II

Enzo followed Paulette Lefevre up the broad stone staircase, sunlight spilling through arrow-slit windows to fall in zigzags across the steps of the old chateau. The swing of her hips was emphasised by the fullness of her calf-length skirt. There was something innately sexual and provocative in it. He wondered if she was aware of it and decided she probably was. In his experience, women were almost always aware of the signals they sent out. Her heels clicked sharply on the stone flags of the first floor landing, then she turned right, through a huge, studded, wooden door, into a vast salon filled with a clutter of old furniture and cardboard boxes. Some of the pieces were covered with dust sheets. An old rocking horse, its paint eroded by time and history, stood in front of an enormous, moulded cheminee, the centrepiece of which was a faded fresco in the process of restoration. Motes of dust hung in the shafts of sunlight squinting in through small windows. Pierric Lefevre looked up from a long, wooden table littered with papers and maps and ancient books with curling yellowed pages. He was riffling through an old ledger of some kind, mottled and stained by centuries of damp.

‘I’ve been going through all this stuff ever since you called. We found most of it, you know, in an old armoire in the east turret when we first bought the place. God knows how it survived.’

Enzo had seen the photographs downstairs in the great dining hall. Pictures Pierric had taken showing the restoration of the Chateau des Fleurs at all its stages. But it was the earliest photographs which were the most dramatic. There had been no floorboards on the first or second floors, and it had been possible to stand in the dining hall and look straight up twenty-five metres to see torn pieces of sky through the roof.
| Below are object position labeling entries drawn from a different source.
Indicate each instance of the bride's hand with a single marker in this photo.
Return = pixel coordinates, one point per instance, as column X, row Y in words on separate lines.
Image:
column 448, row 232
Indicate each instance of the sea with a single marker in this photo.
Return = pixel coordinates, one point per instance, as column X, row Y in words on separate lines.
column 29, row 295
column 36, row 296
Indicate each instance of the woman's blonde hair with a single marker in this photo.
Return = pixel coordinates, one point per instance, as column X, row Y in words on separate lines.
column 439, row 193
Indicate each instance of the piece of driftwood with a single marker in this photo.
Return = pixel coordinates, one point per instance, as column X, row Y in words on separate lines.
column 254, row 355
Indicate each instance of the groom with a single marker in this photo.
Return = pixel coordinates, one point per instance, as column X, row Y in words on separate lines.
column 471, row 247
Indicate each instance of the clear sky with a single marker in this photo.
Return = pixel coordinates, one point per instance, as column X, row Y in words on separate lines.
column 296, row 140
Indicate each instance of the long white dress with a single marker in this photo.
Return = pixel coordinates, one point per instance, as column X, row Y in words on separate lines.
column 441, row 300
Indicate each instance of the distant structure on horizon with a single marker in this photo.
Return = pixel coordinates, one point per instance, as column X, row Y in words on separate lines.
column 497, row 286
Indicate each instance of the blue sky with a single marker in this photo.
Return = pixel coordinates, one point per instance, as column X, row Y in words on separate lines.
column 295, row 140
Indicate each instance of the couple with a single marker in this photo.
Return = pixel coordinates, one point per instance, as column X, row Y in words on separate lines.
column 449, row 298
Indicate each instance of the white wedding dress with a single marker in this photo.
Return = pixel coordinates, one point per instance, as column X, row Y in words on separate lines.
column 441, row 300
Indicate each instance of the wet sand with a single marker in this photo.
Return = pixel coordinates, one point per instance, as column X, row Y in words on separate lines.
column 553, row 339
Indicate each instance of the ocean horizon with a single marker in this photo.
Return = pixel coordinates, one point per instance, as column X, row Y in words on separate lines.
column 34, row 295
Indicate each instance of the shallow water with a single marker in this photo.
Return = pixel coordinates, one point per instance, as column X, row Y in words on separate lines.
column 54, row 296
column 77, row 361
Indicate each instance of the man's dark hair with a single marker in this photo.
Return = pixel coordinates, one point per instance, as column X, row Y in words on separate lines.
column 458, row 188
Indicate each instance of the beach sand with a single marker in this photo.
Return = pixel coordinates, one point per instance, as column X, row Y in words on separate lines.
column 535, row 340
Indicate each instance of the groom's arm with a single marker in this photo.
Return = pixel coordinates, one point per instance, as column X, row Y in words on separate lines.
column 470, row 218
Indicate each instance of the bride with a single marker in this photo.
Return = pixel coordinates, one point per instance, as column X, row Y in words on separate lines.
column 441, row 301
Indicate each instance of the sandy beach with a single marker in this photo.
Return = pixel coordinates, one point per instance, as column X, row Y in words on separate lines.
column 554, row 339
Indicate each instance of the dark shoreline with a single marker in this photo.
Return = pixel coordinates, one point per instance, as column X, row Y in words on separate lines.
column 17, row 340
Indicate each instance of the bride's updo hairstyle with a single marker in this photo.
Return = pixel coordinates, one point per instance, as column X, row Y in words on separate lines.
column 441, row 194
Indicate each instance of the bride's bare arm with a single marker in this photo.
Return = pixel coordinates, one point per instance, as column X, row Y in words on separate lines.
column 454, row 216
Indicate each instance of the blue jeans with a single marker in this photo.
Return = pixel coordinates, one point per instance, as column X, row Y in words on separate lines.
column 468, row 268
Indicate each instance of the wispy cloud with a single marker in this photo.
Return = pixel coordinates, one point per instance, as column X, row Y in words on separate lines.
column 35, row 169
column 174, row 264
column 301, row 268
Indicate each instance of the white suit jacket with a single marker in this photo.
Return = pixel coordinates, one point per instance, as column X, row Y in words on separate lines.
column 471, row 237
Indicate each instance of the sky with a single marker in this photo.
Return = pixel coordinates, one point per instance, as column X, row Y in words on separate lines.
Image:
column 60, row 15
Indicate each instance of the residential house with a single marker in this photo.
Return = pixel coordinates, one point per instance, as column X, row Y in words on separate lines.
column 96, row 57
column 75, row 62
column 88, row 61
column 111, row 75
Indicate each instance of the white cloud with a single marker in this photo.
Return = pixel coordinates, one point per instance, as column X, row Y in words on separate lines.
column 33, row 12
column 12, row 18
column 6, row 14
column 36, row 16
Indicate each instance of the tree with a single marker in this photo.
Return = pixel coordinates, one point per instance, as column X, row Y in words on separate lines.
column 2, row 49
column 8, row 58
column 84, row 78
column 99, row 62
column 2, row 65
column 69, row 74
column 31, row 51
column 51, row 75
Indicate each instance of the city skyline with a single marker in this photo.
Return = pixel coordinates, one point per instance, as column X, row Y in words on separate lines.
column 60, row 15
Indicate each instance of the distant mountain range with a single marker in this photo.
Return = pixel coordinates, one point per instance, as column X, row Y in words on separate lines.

He approached the table, and Pierric turned the age-brittled tome towards him so that he could see it. ‘I think I’ve found what you want. It’s a kind of employment ledger, listing the estate workers, where they lived, how much they were paid.’ He flipped carefully back a couple of pages, and ran his finger down a list of names written in a flamboyant, old-fashioned French script. The ink had faded considerably and was in danger of being lost in the fog of discolouring paper. ‘There.’ He stabbed his finger at an entry. ‘Georges Petit, estate manager. Lived with his family right across the way there in what is now the gite. Right up until 1789, when his employment was terminated.’

Enzo peered at the final entry, which was dated August 12, 1789. It said simply, Emigre. Emigrated.

‘Probably to the New World,’ Pierric said. ‘A lot of people left France for the Americas at the start of the French Revolution.’

Paulette was regarding Enzo with considerable curiosity. ‘How did you know?’

Enzo took a photocopied wad of papers from his bag. ‘Gil Petty’s curriculum vitae, as presented to the Ordre de la Dive Bouteille, to whom he was obliged to reveal all. He took that requirement literally, it seems. Because in it he disclosed that his interest in Gaillac was not just wine-related. His roots were here. His family had emigrated to the United States, he thought early in the nineteenth century. The name Petty is just a corruption of Petit. His ancestor was Georges Petit who lived, as your ledger attests, in the very gite Petty rented when he came here four years ago. For him it was a voyage of discovery. A man in search of his history. Gil Petty was coming home. Although I doubt if he realised for one moment that he was coming home to die.’